In a day and a half, we had our six jurors and two alternates. Th
ree men and three women on the active panel, all presumably citizens, good and true. It was a fairly typical Miami jury, which is to say, it had a lot of hyphens. Two Cuban-Americans, one Colombian-American, one Haitian-American, one African-American, and one plain old Caucasian.

Judge Melvia Duckworth gave her preliminary instructions. In addition to the age-old admonitions against discussing the case with family and friends, there were a few new ones. No texting, tweeting, blogging, or Facebooking about the case. No Instagrams, Pinterests, or Googling to look up information.
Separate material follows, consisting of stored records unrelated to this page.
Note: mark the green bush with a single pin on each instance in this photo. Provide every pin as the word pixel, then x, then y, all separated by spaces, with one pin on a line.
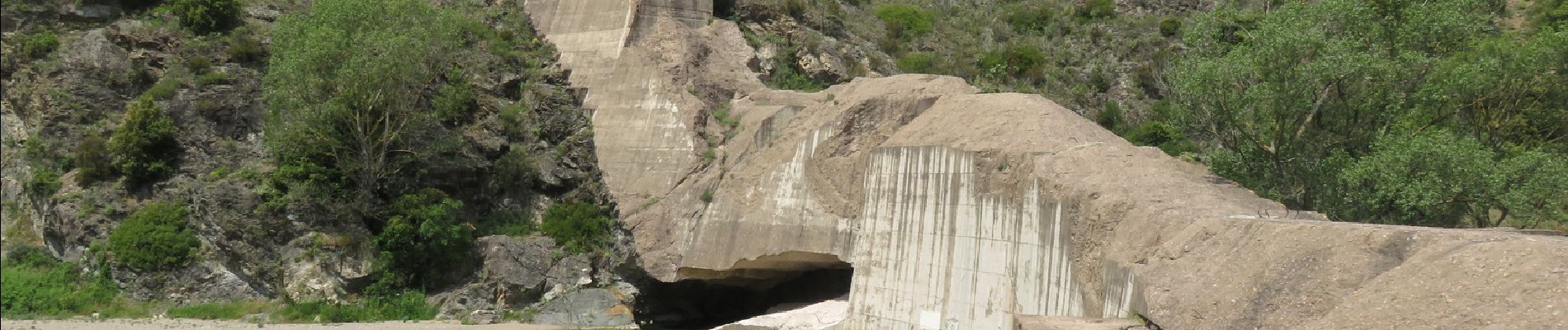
pixel 1170 26
pixel 423 243
pixel 1111 116
pixel 1017 59
pixel 45 182
pixel 137 3
pixel 207 16
pixel 245 47
pixel 905 21
pixel 198 64
pixel 219 310
pixel 1548 13
pixel 1032 19
pixel 579 227
pixel 163 90
pixel 40 45
pixel 455 99
pixel 154 238
pixel 143 146
pixel 93 160
pixel 33 285
pixel 212 78
pixel 1097 8
pixel 918 63
pixel 1159 134
pixel 517 169
pixel 399 307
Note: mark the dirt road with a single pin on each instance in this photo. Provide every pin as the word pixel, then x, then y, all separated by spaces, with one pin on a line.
pixel 168 324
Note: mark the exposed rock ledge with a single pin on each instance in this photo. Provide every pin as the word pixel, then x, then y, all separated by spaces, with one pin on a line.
pixel 965 210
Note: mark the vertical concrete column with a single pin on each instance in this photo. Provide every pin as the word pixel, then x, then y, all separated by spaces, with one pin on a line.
pixel 933 254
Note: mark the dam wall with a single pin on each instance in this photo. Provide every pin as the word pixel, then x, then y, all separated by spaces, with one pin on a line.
pixel 966 210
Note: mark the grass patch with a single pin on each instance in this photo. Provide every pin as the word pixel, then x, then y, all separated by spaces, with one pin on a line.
pixel 400 307
pixel 220 310
pixel 36 285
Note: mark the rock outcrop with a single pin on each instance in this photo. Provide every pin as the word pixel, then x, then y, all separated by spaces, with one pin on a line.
pixel 965 210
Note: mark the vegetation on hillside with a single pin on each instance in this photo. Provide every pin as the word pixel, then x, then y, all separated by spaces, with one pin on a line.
pixel 1341 106
pixel 407 129
pixel 1383 111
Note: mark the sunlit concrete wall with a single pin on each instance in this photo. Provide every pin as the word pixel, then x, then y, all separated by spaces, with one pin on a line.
pixel 651 146
pixel 933 254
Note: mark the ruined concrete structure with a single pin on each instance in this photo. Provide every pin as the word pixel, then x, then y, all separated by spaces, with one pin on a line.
pixel 965 210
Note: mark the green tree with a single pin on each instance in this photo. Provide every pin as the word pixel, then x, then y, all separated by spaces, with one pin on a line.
pixel 154 238
pixel 345 87
pixel 93 160
pixel 143 146
pixel 207 16
pixel 1509 91
pixel 1285 92
pixel 579 227
pixel 421 243
pixel 905 21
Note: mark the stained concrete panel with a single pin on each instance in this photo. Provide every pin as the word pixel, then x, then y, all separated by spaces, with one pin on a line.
pixel 933 248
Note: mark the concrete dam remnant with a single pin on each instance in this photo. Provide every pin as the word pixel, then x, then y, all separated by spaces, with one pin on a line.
pixel 966 210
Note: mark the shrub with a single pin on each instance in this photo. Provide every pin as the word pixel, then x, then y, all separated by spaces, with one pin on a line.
pixel 399 307
pixel 918 63
pixel 455 99
pixel 579 227
pixel 1170 26
pixel 421 243
pixel 154 238
pixel 207 16
pixel 1111 116
pixel 93 160
pixel 45 182
pixel 1032 19
pixel 905 21
pixel 1097 8
pixel 219 310
pixel 517 169
pixel 33 284
pixel 1015 59
pixel 245 49
pixel 212 78
pixel 144 146
pixel 198 64
pixel 40 45
pixel 163 90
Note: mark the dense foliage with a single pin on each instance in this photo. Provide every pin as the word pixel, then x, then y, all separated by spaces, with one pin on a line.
pixel 905 21
pixel 207 16
pixel 93 160
pixel 345 85
pixel 579 227
pixel 399 307
pixel 1381 111
pixel 33 284
pixel 143 146
pixel 154 238
pixel 421 243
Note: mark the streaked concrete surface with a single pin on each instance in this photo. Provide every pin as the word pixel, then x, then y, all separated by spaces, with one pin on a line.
pixel 904 179
pixel 933 254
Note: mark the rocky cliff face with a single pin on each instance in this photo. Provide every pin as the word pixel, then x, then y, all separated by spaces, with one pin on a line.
pixel 251 244
pixel 965 210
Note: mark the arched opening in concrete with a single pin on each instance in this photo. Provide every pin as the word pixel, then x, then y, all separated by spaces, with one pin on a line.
pixel 725 8
pixel 767 285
I’d tried cases before Judge Duckworth and I liked her. She was an African American woman of about fifty-five who had been a captain in the Army Judge Advocate General Corps. Most of our trial judges these days seem to come out of the state attorney’s office, and many are prosecution oriented. In the military, JAG lawyers switch sides. One day a prosecutor, the next day a defense lawyer. Maybe they should make civilian prosecutors do the same thing. Many are plagued with a disease I call emotional scurvy. Instead of lacking vitamin C, they’ve been shortchanged of empathy.
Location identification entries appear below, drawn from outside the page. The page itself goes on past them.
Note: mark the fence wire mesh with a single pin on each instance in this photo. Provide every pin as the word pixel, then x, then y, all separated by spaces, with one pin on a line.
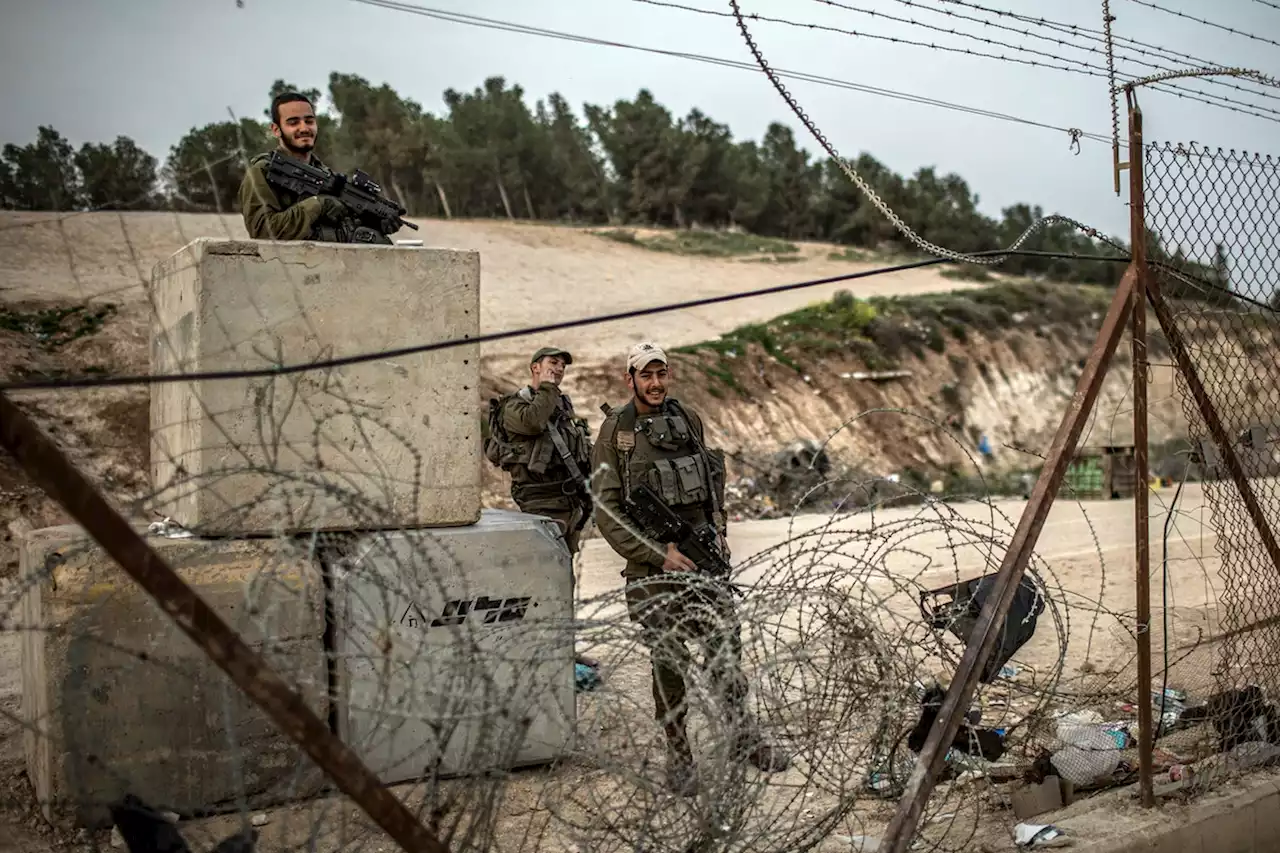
pixel 1214 241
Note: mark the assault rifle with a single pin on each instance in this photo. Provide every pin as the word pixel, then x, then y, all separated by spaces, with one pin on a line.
pixel 584 489
pixel 375 215
pixel 696 542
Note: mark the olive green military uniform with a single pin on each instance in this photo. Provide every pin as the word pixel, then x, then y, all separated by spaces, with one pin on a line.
pixel 667 451
pixel 542 482
pixel 274 213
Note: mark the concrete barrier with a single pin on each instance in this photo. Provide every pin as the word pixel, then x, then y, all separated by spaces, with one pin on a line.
pixel 117 698
pixel 387 443
pixel 455 647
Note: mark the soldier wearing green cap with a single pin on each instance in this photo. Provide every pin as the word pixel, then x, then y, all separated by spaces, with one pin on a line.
pixel 535 436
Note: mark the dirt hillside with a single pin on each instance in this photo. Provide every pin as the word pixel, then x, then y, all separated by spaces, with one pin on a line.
pixel 1008 382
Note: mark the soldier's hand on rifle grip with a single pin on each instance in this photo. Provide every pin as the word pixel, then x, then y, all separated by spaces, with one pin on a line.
pixel 677 561
pixel 333 209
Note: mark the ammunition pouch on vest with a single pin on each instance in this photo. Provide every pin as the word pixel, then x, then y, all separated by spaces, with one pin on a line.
pixel 690 475
pixel 535 452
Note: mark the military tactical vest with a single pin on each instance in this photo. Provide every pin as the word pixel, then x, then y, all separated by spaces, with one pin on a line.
pixel 536 454
pixel 320 231
pixel 667 456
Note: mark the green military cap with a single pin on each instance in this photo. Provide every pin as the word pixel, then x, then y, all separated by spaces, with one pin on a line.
pixel 547 351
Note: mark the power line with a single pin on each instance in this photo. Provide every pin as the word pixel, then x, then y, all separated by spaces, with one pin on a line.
pixel 329 364
pixel 1207 23
pixel 506 26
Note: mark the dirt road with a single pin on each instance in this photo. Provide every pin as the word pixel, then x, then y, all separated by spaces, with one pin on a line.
pixel 1084 555
pixel 531 274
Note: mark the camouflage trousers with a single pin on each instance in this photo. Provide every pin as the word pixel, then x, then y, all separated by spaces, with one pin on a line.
pixel 675 611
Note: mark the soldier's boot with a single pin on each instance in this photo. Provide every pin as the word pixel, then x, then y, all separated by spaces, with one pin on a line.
pixel 681 771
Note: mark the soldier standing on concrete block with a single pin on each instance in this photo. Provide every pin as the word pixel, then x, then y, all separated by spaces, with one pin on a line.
pixel 656 441
pixel 274 213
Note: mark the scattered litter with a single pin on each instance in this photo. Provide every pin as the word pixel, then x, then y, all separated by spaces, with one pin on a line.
pixel 1037 836
pixel 1089 752
pixel 586 678
pixel 876 375
pixel 169 529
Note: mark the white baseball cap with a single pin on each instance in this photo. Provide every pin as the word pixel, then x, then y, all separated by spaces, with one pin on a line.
pixel 643 354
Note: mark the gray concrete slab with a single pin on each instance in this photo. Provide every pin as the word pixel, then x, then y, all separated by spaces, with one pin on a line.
pixel 456 647
pixel 117 698
pixel 385 443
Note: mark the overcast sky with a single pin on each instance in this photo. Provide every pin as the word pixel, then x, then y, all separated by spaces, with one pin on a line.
pixel 154 68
In the past, on motion calendars when the judge was being particularly stern with me, I would call her “Captain Duckworth,” instead of “Your Honor.” She generally smiled and responded by calling me “Buck Private Lassiter.” I always appreciated a judge with a sense of humor. Plus she always gave the defense bar a fair shake, and not all judges do.

Now, with the jurors having taken their oaths and ready to do justice, or a reasonable facsimile thereof, the judge said, “We’ll stand down for fifteen minutes, folks. That’s a recess. Then the state will present its opening statement.”